= Natalia Gallego Sanchez =

Colombian street artist (born 1992)

Natalia Gallego Sánchez (1992), also known as Gleo, is a street artist known for her large vibrant murals that often depict mythical creatures and yellow glowing eyes.

== Biography ==
Natalia Gallego Sánchez was born in 1992 in Cali, Colombia. She began experimenting with street art at seventeen years old. Although she started with depictions of sea creatures, she has since transitioned into painting large mystical beings.

== Art ==
In 2022, Gleo painted one of the largest murals in the Netherlands titled, Flower Woman in the Window. The mural was inspired by Ambrosius Bosschaert's Vase of Flowers in a Window. It was painted over the course of twenty-one days.
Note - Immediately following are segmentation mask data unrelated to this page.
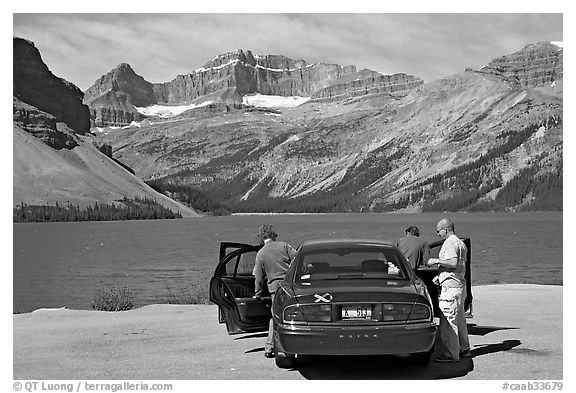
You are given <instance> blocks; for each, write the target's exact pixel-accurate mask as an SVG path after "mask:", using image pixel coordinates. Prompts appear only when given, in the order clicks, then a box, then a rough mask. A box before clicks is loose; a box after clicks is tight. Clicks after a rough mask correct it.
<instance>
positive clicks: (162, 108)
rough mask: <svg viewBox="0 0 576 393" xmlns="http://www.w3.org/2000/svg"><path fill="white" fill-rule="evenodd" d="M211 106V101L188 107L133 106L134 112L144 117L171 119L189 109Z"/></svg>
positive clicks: (184, 105)
mask: <svg viewBox="0 0 576 393" xmlns="http://www.w3.org/2000/svg"><path fill="white" fill-rule="evenodd" d="M210 104H212V101H204V102H202V103H200V104H188V105H158V104H155V105H150V106H146V107H138V106H135V107H134V108H136V110H137V111H138V112H139V113H141V114H143V115H145V116H158V117H163V118H165V117H171V116H176V115H179V114H180V113H182V112H185V111H187V110H190V109H195V108H200V107H203V106H206V105H210Z"/></svg>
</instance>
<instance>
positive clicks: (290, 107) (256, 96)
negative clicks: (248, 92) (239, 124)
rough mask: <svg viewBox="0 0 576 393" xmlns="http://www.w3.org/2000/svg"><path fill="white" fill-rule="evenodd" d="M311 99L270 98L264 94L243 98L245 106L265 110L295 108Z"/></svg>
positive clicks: (296, 98) (280, 96)
mask: <svg viewBox="0 0 576 393" xmlns="http://www.w3.org/2000/svg"><path fill="white" fill-rule="evenodd" d="M309 100H310V97H300V96H290V97H282V96H269V95H264V94H249V95H245V96H244V97H242V103H243V104H245V105H250V106H256V107H265V108H294V107H297V106H300V105H302V104H304V103H305V102H307V101H309Z"/></svg>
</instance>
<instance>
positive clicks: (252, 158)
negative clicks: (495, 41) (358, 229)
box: [14, 42, 563, 212]
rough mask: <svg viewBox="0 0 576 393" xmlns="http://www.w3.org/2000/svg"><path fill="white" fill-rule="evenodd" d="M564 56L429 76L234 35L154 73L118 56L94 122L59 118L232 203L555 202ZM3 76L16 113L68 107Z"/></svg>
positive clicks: (452, 204)
mask: <svg viewBox="0 0 576 393" xmlns="http://www.w3.org/2000/svg"><path fill="white" fill-rule="evenodd" d="M15 52H16V44H15ZM15 58H16V53H15ZM15 64H16V63H15ZM562 70H563V48H562V44H561V43H559V42H552V43H551V42H541V43H536V44H530V45H527V46H526V47H524V48H522V49H520V50H519V51H517V52H515V53H512V54H508V55H504V56H501V57H498V58H495V59H493V60H491V61H489V62H488V64H487V65H486V66H485V67H483V68H481V69H479V70H473V69H467V70H464V71H463V72H462V73H459V74H456V75H451V76H448V77H445V78H442V79H439V80H436V81H432V82H428V83H424V81H422V79H420V78H418V77H417V76H412V75H407V74H402V73H399V74H394V75H383V74H381V73H379V72H377V71H372V70H357V69H356V67H354V66H352V65H348V66H340V65H333V64H323V63H315V64H309V63H307V62H306V61H305V60H292V59H289V58H287V57H285V56H280V55H255V54H253V53H252V52H251V51H249V50H247V51H245V50H237V51H234V52H229V53H225V54H222V55H218V56H215V57H214V58H213V59H212V60H210V61H208V62H207V63H206V64H204V65H203V66H202V67H200V68H197V69H196V70H194V71H192V72H190V73H188V74H186V75H179V76H176V77H175V78H174V79H173V80H172V81H170V82H166V83H150V82H147V81H146V80H145V79H144V77H142V76H140V75H138V74H137V73H136V72H135V71H134V70H133V69H132V67H131V66H130V65H128V64H126V63H123V64H120V65H119V66H117V67H116V68H114V69H112V70H111V71H110V72H109V73H107V74H106V75H103V76H102V77H100V78H99V79H97V80H96V81H95V83H94V85H93V86H91V87H90V88H88V89H87V90H86V91H85V92H84V96H83V104H84V107H85V108H87V110H88V113H89V114H88V116H86V114H85V112H86V111H85V110H84V109H82V110H81V112H82V113H83V115H82V117H83V118H84V119H86V118H88V121H89V124H90V129H91V132H90V133H88V132H86V126H85V125H82V126H78V125H70V121H69V122H68V123H66V124H67V125H68V127H70V128H73V129H74V131H76V133H72V134H73V138H72V139H74V138H76V139H74V140H77V139H78V138H80V136H79V135H83V136H82V138H85V139H86V138H88V139H89V140H90V143H92V144H95V145H96V146H107V147H108V152H109V155H110V156H111V157H113V159H114V160H115V161H116V162H119V163H122V164H123V165H124V166H127V167H129V168H131V169H132V170H133V171H134V173H135V175H136V177H137V178H138V179H143V180H146V181H147V182H149V183H150V184H152V183H154V188H155V189H156V190H157V191H160V192H164V193H165V194H166V195H169V196H171V197H173V198H176V199H178V198H179V195H178V193H174V192H173V191H170V190H174V187H176V186H178V187H182V186H186V187H194V188H196V189H198V190H201V191H202V192H204V193H205V194H206V195H209V196H210V197H211V198H214V199H215V200H217V201H219V202H221V203H223V204H225V205H227V206H229V207H230V209H231V210H234V211H311V212H324V211H328V212H333V211H374V212H380V211H438V210H440V211H444V210H451V211H454V210H458V211H461V210H465V211H474V210H483V211H484V210H524V209H538V210H550V209H552V210H561V209H562V174H563V168H562V154H563V143H562V142H563V138H562V127H563V121H562V119H563V99H562V93H563V71H562ZM14 72H15V75H16V72H17V71H16V67H15V71H14ZM14 83H15V84H16V83H17V81H16V77H15V82H14ZM14 91H15V104H14V108H15V109H14V121H15V128H16V127H20V128H21V129H23V130H26V131H28V132H29V133H32V134H33V135H35V136H37V137H40V138H42V137H43V135H44V134H45V133H44V134H42V132H39V131H38V129H42V128H43V127H44V126H39V125H38V124H40V125H46V124H48V123H50V124H52V123H51V122H54V119H52V120H50V116H52V117H55V118H56V119H55V120H59V121H64V120H65V119H62V116H60V118H59V117H58V116H59V115H55V114H54V113H52V112H50V111H49V110H47V109H46V108H44V109H43V108H41V107H38V106H36V105H35V103H36V102H37V101H35V102H29V100H28V101H27V100H24V99H22V95H17V94H16V92H17V91H19V90H17V89H16V85H15V87H14ZM74 94H76V96H78V94H77V92H76V91H74ZM17 100H18V101H19V102H18V101H17ZM76 101H77V100H76ZM20 102H22V103H23V104H20ZM23 105H30V106H31V107H32V108H34V110H37V111H44V112H46V113H48V115H49V116H44V115H43V116H39V115H36V114H34V116H32V115H28V117H26V116H23V115H22V113H24V112H25V113H31V112H30V108H29V109H26V111H24V110H23V109H22V108H21V107H22V106H23ZM76 112H78V113H79V110H76ZM30 118H33V121H32V120H30ZM23 119H24V120H23ZM36 119H38V121H36ZM40 119H41V121H40ZM57 123H58V122H57ZM58 124H60V123H58ZM44 128H46V127H44ZM56 131H58V130H56ZM65 135H67V134H65ZM44 139H46V136H45V135H44ZM45 142H46V140H45ZM59 143H60V144H64V145H66V141H65V140H64V141H63V142H62V141H60V142H59ZM68 144H69V145H70V146H68V148H67V150H69V151H74V150H76V149H77V147H75V146H72V142H68ZM15 149H16V148H15ZM24 158H25V157H24ZM24 158H23V159H24ZM14 176H15V178H16V176H17V174H16V173H15V175H14ZM18 176H25V174H22V173H19V174H18Z"/></svg>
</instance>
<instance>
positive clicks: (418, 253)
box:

In 2018, she participated in the Horizontes Mural Project and painted El Sueño Original on a large grain elevator in Wichita, Kansas. The mural was created in an effort to unite the two historically Black and Latinx neighborhoods that the elevator separates. At 50,000 square feet, it broke the record for the largest acrylic mural by a single artist.

In 2016, Gleo did an exhibition titled Origo. Unlike her typical street art, this exhibition included a myriad of art forms such as art on canvas, sculpture, and intervened objects.